"Zastanawiamy się nad podaniem rządu Tuska do sądu, bo to ewidentny plagiat" - tłumaczy TVP Info poseł PiS Joachim Brudziński. "Często zdarzało się, że politycy PO przywłaszczali sobie nasze pomysły, ale tym razem mamy do czynienia z przepisaniem projektu słowo w słowo" - dodaje.
Chodzi o projekt zmian w kodeksie pracy. PiS przekonuje, że rozwiązania minister pracy i polityki społecznej Jolanty Fedak z PSL są plagiatem.
Fedak chce, by urlop macierzyński był dłuższy niż teraz i wynosił 26 tygodni. Podobne rozwiązanie proponowała minister w rządzie PiS Joanna Kluzik-Rostkowska.

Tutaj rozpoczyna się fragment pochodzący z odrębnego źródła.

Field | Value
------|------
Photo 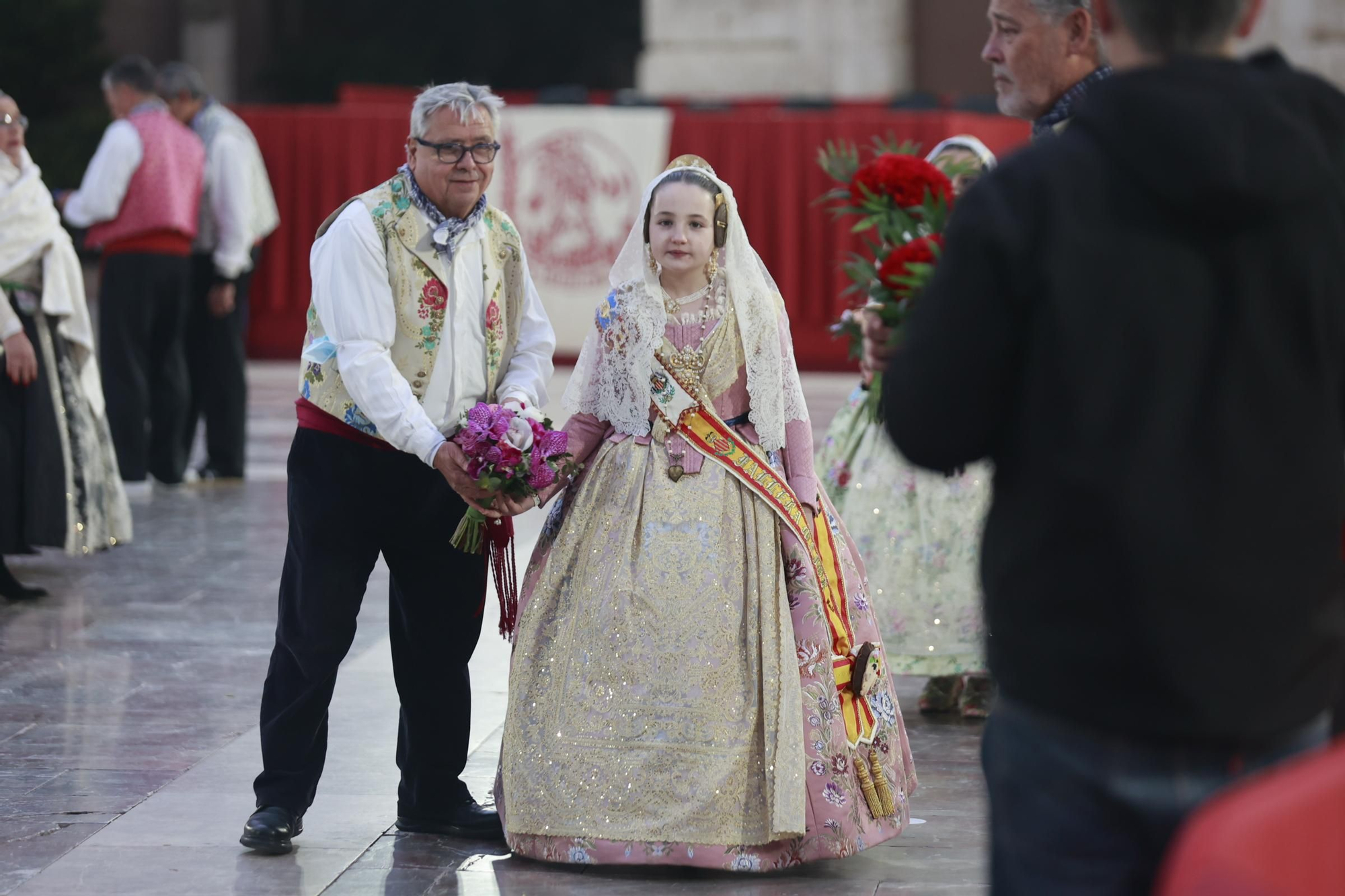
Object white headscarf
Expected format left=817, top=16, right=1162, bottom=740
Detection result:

Według TVP Info oba projekty nieco się różnią, jednak część ich zapisów ma identyczne brzmienie. Prawie identycznie brzmi treść uzasadnienia nowelizacji ustawy. Jedynie tam, gdzie za czasów PiS znajdowało się odwołanie do polityki rodzinnej rządu Jarosława Kaczyńskiego, umieszczono cytat z exposé DonaldaTuska.
Jolanta Fedak odpiera zarzuty posłów PiS. "Zupełnie ich nie rozumiem. Ten projekt nie powstał przecież w klubie PiS, tylko w ministerstwie. Jego główną autorką jest Agnieszka Chłoń-Domińczak która pracowała w resorcie kierowanym przez Joannę Kluzik-Rostkowską, a u mnie jest wiceministrem. Na początku kadencji na posiedzeniu sejmowej komisji polityki społecznej przyznałam zresztą, że podtrzymuję pewne rozwiązania powstałe za rządów PiS" - wyjaśnia Fedak.
Co na to PiS? "Kontynuowanie przez rząd prac swoich poprzedników to dobra praktyka, tyle, że trzeba o tym powiedzieć naprawdę głośno i wyraźnie. To dzięki mnie wypracowano założenia polityki rodzinnej, z których obecnie korzystają ministrowie Tuska" - denerwuje się Joanna Kluzik-Rostkowska.
Całą awanturę próbuje uspokoić prof. Marian Filar, prawnik i poseł lewicy. "Teksty ustaw, a nawet ich uzasadnień, nie podlegają ochronie, bo w świetle prawa ich autorem jest, mówiąc obrazowo, wola ludu" - tłumaczy. Jednak zaraz dodaje: "Nie zmienia to faktu, że kopiując obszerne fragmenty uzasadnienia, rząd Tuska zachował się nieelegancko".